“Dependents”

by Holly Tubbs

Someone was knocking on our doors in the summer of 2003. Although it wasn’t a person, really, any more than it was a thing. It was a feeling, and it demanded to be let in, like a gulp of air to a lung. Polluted air.

Dread pulsed through the base, slow and regular as the rotation of Marines at the gate. I saw it in line at the Commissary. I remembered it from school, in Mrs. Fretenborough’s unsteady hand at the white board. I heard it pass in sobs down the drain when Mom took her showers. Still, I didn’t expect to hear it on the Cavalier’s door any more than I hoped it would land on my own.

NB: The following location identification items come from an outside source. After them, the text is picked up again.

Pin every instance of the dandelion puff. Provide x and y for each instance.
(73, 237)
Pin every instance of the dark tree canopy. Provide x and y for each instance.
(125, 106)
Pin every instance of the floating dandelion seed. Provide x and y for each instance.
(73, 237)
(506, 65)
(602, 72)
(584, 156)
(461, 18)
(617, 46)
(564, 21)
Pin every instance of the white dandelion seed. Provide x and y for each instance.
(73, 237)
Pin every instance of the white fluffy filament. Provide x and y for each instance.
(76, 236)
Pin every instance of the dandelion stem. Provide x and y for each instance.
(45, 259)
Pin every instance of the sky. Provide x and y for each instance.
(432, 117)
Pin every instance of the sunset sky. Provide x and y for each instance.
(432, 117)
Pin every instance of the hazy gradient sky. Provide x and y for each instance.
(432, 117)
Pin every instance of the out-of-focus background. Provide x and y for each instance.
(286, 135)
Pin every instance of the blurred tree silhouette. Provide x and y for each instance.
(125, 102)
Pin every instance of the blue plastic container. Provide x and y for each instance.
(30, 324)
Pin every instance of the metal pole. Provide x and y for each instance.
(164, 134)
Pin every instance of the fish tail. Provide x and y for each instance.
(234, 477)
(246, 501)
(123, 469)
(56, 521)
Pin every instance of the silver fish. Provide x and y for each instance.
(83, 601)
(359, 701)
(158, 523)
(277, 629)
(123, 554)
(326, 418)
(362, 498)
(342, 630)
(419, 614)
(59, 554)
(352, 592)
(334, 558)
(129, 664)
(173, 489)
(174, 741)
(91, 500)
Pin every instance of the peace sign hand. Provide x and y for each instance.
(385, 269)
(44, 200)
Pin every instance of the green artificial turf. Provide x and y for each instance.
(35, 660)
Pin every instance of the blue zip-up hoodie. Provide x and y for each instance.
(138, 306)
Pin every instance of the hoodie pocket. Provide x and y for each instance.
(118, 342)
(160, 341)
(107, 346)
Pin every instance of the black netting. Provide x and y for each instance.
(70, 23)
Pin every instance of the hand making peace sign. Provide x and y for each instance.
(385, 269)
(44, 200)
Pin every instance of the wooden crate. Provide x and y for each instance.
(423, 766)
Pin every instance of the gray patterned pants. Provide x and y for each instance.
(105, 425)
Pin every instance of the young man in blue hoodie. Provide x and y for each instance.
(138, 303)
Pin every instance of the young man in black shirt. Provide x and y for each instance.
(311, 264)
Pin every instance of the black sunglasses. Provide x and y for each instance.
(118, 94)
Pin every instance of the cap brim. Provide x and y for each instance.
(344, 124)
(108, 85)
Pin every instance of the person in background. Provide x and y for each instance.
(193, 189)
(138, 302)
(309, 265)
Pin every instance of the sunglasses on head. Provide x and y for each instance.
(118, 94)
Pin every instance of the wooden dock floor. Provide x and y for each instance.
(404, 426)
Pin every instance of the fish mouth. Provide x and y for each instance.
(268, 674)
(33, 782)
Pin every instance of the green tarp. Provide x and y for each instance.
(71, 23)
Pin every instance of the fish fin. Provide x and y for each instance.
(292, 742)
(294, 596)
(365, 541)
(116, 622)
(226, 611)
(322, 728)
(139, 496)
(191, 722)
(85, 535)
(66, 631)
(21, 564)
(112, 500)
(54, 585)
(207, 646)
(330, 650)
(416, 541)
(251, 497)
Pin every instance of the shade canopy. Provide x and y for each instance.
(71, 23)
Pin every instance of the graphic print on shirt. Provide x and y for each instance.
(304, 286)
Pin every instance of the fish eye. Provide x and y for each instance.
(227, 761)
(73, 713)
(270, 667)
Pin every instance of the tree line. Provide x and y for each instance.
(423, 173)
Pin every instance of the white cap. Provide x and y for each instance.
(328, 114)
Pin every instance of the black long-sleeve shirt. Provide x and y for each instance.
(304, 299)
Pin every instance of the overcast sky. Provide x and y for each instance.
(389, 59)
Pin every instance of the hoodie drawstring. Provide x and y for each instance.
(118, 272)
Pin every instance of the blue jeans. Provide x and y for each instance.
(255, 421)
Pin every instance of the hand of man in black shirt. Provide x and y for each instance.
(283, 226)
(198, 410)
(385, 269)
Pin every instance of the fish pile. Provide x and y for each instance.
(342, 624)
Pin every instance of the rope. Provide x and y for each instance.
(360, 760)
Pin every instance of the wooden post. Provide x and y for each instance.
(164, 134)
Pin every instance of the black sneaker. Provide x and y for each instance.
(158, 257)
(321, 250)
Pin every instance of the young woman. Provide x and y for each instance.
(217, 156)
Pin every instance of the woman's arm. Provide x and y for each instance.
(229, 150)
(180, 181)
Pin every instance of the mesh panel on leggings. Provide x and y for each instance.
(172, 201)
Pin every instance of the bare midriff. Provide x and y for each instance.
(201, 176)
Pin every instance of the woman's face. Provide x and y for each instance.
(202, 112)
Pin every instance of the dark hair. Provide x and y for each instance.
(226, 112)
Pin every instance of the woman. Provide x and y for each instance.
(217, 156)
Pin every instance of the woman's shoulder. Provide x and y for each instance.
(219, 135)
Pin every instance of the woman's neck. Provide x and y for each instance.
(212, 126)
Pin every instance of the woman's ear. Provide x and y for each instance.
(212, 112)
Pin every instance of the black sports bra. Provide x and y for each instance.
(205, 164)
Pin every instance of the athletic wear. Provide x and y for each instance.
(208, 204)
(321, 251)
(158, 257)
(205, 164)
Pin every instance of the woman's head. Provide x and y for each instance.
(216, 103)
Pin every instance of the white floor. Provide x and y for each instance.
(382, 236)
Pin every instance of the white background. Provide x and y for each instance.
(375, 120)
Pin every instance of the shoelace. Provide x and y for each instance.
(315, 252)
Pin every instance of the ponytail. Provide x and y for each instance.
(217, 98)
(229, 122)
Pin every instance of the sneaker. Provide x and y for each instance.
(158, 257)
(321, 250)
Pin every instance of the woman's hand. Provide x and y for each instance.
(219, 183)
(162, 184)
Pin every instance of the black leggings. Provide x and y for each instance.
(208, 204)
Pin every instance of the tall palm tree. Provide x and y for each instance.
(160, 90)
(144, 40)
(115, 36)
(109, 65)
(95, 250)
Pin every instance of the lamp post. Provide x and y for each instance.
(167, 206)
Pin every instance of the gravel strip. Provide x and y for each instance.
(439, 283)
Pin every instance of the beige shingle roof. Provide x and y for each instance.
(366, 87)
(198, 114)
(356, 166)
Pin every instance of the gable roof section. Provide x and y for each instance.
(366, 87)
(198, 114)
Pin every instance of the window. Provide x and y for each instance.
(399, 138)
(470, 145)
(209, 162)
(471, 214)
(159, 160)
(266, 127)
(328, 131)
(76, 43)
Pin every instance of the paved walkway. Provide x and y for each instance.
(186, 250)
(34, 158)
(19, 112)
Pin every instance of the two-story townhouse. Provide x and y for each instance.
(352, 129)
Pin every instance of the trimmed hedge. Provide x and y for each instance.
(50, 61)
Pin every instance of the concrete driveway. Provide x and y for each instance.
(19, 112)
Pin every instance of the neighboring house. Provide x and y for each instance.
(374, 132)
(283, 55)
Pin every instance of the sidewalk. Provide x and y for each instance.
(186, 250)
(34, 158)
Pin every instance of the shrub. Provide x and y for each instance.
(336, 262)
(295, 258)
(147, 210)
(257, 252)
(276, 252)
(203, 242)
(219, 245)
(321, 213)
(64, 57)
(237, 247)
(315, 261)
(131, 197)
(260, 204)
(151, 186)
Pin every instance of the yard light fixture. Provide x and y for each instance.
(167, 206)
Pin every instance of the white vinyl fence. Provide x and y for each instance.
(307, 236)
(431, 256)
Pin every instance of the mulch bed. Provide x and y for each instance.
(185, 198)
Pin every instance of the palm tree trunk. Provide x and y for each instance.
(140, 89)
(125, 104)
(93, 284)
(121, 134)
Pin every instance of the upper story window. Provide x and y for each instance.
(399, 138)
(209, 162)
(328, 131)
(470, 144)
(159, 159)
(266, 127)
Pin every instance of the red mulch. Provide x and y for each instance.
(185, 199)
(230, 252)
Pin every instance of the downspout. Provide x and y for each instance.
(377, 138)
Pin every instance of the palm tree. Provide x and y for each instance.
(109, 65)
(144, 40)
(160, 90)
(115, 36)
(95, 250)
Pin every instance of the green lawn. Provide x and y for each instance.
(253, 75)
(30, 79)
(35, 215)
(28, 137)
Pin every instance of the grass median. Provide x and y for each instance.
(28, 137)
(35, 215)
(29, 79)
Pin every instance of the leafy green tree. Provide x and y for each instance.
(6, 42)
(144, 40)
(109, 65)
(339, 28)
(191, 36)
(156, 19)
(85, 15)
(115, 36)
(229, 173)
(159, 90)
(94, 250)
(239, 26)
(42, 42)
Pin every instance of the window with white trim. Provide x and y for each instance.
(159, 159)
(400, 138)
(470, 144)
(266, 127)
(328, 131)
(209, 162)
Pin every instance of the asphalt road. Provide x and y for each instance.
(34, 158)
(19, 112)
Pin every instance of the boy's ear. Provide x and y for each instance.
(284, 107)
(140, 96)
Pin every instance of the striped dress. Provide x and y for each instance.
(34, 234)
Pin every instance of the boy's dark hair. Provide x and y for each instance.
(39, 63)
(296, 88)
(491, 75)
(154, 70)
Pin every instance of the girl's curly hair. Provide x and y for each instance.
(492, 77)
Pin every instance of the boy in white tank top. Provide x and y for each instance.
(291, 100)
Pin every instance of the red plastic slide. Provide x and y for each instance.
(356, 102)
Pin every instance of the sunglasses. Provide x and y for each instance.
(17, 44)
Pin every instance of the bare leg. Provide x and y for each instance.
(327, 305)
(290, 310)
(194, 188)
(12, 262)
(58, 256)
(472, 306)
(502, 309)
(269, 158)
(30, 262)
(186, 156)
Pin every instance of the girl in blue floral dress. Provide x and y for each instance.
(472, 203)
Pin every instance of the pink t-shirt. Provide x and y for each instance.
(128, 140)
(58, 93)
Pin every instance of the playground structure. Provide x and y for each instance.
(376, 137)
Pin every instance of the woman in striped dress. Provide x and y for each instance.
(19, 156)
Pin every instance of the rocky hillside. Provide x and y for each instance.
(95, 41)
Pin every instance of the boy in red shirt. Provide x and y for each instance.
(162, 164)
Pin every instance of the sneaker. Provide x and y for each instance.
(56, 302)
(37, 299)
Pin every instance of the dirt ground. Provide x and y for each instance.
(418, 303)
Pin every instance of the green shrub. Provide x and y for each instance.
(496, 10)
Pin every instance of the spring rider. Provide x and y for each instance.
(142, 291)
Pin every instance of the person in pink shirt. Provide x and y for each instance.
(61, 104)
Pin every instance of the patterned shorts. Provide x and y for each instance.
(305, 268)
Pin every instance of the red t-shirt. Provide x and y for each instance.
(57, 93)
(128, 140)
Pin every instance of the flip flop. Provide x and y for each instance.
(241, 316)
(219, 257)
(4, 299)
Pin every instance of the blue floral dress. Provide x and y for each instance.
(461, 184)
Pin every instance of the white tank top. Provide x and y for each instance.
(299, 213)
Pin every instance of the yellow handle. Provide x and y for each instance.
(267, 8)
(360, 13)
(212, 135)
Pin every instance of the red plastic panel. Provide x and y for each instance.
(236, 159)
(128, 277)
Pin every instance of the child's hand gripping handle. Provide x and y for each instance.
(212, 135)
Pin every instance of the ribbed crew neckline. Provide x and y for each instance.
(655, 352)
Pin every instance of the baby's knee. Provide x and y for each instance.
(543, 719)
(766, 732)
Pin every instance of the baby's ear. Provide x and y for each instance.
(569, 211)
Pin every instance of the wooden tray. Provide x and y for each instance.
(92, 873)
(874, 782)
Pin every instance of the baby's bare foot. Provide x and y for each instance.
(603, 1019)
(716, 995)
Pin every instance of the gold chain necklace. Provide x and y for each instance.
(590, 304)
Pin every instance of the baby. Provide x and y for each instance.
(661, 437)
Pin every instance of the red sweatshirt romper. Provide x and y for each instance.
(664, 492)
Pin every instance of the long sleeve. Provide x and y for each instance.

I rode bikes with Allie and Sophie Cavalier. We sat together in the backseat of our car going places, and in theirs coming back. We’d become friends in the natural order, before our mothers did, after our fathers deployed to Iraq. Allie was eleven and Sophie was nine, which meant I was in the middle, like a toenail stuck between polish and skin. Allie wore training bras and Sophie still sucked her thumbs into prunes whenever she was nervous. Their mother Barbara told Mom that I was a healthy buffer.

The three of us had been asleep upstairs in their shared bedroom when the knuckles of a skinny Lieutenant Colonel brought the news that every spouse in Yuma was dodging in waves of nausea. We woke just before midnight to the vibration of Barbara’s screams in our ears like radio static turned all the way up. Clumsily we found her, each of us in our own way, and saw the broken vessel leak red into her eye as she damned the Marine Corps to hell over and over again in the ready arms of a somber-looking chaplain. He and the Lieutenant Colonel wouldn’t leave until I phoned Mom across the street. She had to peel me off the staircase where I’d been holding tight to Sophie’s hands to keep her from gnawing them bloody. Allie stood beside us, dangling her arms helplessly over the banister as her mother sat moaning and running her nails through the carpet. I wasn’t able to stay the rest of that night, or any night after it, and Allie and Sophie moved before we could ride bikes again.

***

Leonard and Kristen Page moved into Allie and Sophie’s house six days after Mr. Cavalier was buried. It was just hours after the fourth of July, but it didn’t feel a bit like it with Dad gone. Mom never was one to light fireworks in the street and run back to the curb before they exploded, so the day had passed slowly, melting the red, white, and blue into a purplish bruise that still hurt to press.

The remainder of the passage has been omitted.